Mas, ao contrário da Justiça suíça, que agiu exemplarmente, não se vê alguém ser preso no Brasil. Ou alguém sabe de algum dono de vinícola gaúcha preso? Seria interessante saber o que teria acontecido com a Justiça suíça se os algozes não fossem de origem indiana, mas sim alguma família tradicional da Suíça. Os europeus esperam este tipo de comportamento quando vindo do Sul global, fingindo que isso não acontece por lá.
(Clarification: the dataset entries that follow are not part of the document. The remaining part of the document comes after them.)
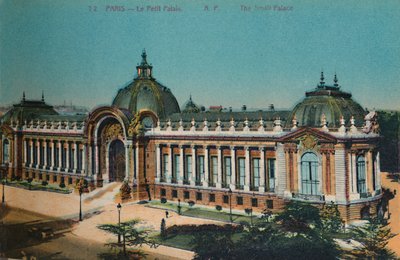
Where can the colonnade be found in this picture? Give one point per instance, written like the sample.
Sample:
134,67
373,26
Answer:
237,169
55,155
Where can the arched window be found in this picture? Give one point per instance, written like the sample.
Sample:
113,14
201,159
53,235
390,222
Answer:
6,152
309,174
361,187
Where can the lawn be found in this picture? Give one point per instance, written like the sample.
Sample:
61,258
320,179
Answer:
205,213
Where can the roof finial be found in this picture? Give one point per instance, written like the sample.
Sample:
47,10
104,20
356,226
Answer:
322,82
144,56
335,80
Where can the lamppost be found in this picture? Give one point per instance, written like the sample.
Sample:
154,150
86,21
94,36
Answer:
3,197
179,206
80,202
230,204
119,221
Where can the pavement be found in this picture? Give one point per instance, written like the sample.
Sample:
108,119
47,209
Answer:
85,240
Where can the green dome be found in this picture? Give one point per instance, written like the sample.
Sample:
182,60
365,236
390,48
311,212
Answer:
144,92
330,101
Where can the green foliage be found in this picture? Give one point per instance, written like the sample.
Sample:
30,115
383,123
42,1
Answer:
132,235
215,245
330,219
163,232
296,235
373,238
125,191
299,217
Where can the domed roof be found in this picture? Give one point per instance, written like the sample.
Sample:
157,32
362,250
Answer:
144,92
190,107
329,101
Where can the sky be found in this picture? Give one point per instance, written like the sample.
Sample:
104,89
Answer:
84,51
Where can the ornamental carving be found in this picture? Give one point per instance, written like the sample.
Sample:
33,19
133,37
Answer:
135,126
113,131
308,142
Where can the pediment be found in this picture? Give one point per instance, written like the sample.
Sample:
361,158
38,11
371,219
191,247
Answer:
309,137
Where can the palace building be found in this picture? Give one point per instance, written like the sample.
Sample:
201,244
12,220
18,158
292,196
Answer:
325,149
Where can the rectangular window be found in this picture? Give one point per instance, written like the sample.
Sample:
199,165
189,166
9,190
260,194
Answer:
186,195
212,197
242,172
225,199
255,173
270,204
271,174
164,171
200,172
199,196
254,202
175,173
227,171
214,170
188,169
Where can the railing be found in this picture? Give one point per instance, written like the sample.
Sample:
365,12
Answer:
313,197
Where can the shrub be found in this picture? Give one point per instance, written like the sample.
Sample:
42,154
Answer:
191,229
248,211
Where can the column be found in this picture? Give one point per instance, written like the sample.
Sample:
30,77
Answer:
369,172
169,175
89,171
354,171
67,156
25,151
45,154
206,168
247,169
158,163
194,167
181,164
51,154
232,185
60,148
127,147
31,151
37,153
261,188
96,160
219,170
83,167
75,145
137,160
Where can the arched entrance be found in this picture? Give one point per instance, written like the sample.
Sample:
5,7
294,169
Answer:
116,161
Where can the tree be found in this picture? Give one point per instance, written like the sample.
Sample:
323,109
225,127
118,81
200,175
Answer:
299,217
330,219
213,245
373,238
131,236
Não é verdade. O racismo cultural é o substituto insidioso do antigo racismo racial aberto e hoje proibido pelo menos na esfera pública civilizada. Mas o racismo e o afeto racista continuam com outras máscaras e assume as formas mais variadas, uma delas a da família Hinduja.  Mas quantas outras famílias Hindujas temos, por exemplo, no Brasil? Quantas casas, vinícolas, fazendas, e indústria artesanal, praticam trabalho escravo entre nós? E mais importante ainda: quantos, em uma sociedade como a brasileira, não são desprezados e escravizados por um uberização atroz e sem direitos? Existe uma escravidão moderna muito parecida com a escravidão antiga no nosso dia a dia e poucos vêm.